You capture the cycle, pretty well, kvd. And on your last comment, you can't legislate either risk or silliness away without creating another set of problems.

Anonymous said...

The $10m PL insurance is just a lawyers' picnic. The purpose of the insurance should be to protect the net assets of the busker - likely nowhere near $10m. The net result a vortex for litigation and the risk of massive moral hazard. This problem manifests itself all over the public sector space in Australia to-day.

Jim Belshaw said...

Anon, the moral hazard issue is a very real one - the vortex of litigation illustrates that.

Rummuser said...

Paranoia about children's safety.
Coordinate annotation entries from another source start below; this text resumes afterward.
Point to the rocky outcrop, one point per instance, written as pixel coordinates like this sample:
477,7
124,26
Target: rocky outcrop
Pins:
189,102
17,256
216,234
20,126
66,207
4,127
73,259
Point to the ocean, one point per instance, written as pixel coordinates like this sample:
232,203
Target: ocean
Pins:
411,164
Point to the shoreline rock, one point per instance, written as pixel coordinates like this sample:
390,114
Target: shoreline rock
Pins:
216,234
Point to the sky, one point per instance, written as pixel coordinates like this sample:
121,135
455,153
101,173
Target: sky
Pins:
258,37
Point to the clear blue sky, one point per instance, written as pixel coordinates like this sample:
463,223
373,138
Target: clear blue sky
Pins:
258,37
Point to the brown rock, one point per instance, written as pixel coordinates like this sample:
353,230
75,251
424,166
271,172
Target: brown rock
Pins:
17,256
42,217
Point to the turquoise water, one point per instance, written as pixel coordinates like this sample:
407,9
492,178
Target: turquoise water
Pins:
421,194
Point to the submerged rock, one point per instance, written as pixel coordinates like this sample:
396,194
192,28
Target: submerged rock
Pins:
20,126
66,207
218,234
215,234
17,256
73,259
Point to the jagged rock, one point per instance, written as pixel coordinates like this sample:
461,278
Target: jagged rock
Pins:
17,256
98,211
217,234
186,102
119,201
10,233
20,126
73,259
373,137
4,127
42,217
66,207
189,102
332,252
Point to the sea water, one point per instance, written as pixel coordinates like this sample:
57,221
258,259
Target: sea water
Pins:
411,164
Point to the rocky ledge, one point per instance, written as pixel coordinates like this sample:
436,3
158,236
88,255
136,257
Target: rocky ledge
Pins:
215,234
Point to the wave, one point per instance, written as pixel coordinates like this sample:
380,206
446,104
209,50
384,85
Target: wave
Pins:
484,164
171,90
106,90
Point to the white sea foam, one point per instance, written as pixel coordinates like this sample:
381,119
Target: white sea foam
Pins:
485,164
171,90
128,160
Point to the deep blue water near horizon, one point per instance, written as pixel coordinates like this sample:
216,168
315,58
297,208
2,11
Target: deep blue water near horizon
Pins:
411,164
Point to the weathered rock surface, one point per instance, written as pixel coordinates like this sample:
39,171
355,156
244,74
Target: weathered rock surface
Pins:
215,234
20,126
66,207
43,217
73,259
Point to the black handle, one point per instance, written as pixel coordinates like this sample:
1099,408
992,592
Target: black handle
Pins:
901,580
Society has gone bonkers everywhere Jim. I have young nieces and my daughter in law who are frequently seen with me and on more than one occasion I have been called a dirty old man! For exactly the reasons that the grand father could not understand, I have stopped making friends with young children in our local park as some parents think that all of the oldies there are perverts.

Jim Belshaw said...

That's interesting, Ramana. When did the process start happening in India and why? When did you become conscious of it to the point that it forced you to change your natural behaviour?

Anonymous said...

I would advise you all to be very careful. Merely the suggestion that society might have gone a little overboard is enough to make YOU the next target of the witch hunt. I have seen this happen many times.

Jim Belshaw said...

I hope not, anon, although I guess it's possible!